Kirkus Reviews QR Code
18 MINUTES by Peter Bregman

18 MINUTES

Find Your Focus, Master Distraction, and Get the Right Things Done

by Peter Bregman

Pub Date: Sept. 28th, 2011
ISBN: 978-0-446-58341-1
Publisher: Business Plus/Grand Central

Successful people can get even more out of life and work by mastering distraction and following a few supposedly simple rules. 

The 18 minutes in Harvard Business Review columnist and business consultant Bregman’s (Point B: A Short Guide to Leading a Big Change, 2007) plan, not revealed until well into the book, include one minute every working hour to contemplate how effectively the carefully plotted previous hour was used and what’s in store for the next. This ritualistic hourly refocusing exercise should be prompted by a pre-programmed phone, computer or watch alert. There will also be just enough time to ponder, “Who am I?” The author's method accounts for a daily eight minutes during work, sandwiched between five minutes in the morning to plan ahead and another five at night to candidly review how it went. Do it faithfully and success will follow or increase. Many chapters in this formulaic guide begin with anecdotes that lead to some larger point and are topped off with a chapter-ending homily.

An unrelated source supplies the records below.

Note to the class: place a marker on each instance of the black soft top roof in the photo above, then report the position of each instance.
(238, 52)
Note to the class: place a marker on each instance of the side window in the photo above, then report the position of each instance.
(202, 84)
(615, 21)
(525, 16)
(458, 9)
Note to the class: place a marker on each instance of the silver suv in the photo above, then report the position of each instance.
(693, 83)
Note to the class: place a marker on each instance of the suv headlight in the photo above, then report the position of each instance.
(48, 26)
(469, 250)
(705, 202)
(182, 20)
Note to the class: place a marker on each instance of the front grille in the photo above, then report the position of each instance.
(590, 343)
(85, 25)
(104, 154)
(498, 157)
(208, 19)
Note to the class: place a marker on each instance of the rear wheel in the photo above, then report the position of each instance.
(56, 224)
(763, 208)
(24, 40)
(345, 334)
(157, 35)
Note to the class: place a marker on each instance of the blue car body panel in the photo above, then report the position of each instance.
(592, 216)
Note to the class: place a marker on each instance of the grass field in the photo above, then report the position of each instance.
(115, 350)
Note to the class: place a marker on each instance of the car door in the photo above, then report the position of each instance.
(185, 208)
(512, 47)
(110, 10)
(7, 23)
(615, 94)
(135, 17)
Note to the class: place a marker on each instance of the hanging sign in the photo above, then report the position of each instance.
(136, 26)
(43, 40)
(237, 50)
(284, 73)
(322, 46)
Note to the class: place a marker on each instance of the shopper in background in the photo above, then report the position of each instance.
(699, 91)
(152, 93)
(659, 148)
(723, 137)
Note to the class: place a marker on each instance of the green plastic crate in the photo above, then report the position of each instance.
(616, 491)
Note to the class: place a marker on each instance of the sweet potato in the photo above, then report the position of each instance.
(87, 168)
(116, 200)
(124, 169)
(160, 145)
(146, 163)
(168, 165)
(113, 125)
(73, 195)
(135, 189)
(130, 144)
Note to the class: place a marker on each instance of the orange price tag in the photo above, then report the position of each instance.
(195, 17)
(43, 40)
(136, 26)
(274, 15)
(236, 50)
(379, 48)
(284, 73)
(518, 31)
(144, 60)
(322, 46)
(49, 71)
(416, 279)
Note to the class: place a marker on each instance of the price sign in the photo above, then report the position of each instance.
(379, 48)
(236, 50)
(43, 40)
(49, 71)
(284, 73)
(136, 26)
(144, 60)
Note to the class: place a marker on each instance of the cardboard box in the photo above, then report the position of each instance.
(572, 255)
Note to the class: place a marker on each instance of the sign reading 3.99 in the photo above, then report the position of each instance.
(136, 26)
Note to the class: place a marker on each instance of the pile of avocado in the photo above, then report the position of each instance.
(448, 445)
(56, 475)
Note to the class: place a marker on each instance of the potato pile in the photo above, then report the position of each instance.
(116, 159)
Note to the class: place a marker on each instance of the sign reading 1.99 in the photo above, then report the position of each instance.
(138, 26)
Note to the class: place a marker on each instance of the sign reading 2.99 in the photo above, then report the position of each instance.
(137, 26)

Emphasis is placed on shutting out distraction, as in refusing to cede precious seconds to people or things that don’t really matter in one’s yearly, daily, and minute-by-minute plan. Bregman's writing style is lucid if somewhat self-congratulatory. That prospective practitioners of the author’s program are intelligent, talented and ambitious is assumed. Only one lower-order person appears in the book, a night janitor with a sense of achievement for making an office look clean. The author, a Princeton graduate and self-made man, seems to find this hard to credit. Irritating on many levels, but loosely based on an underlying truth that thought should precede action.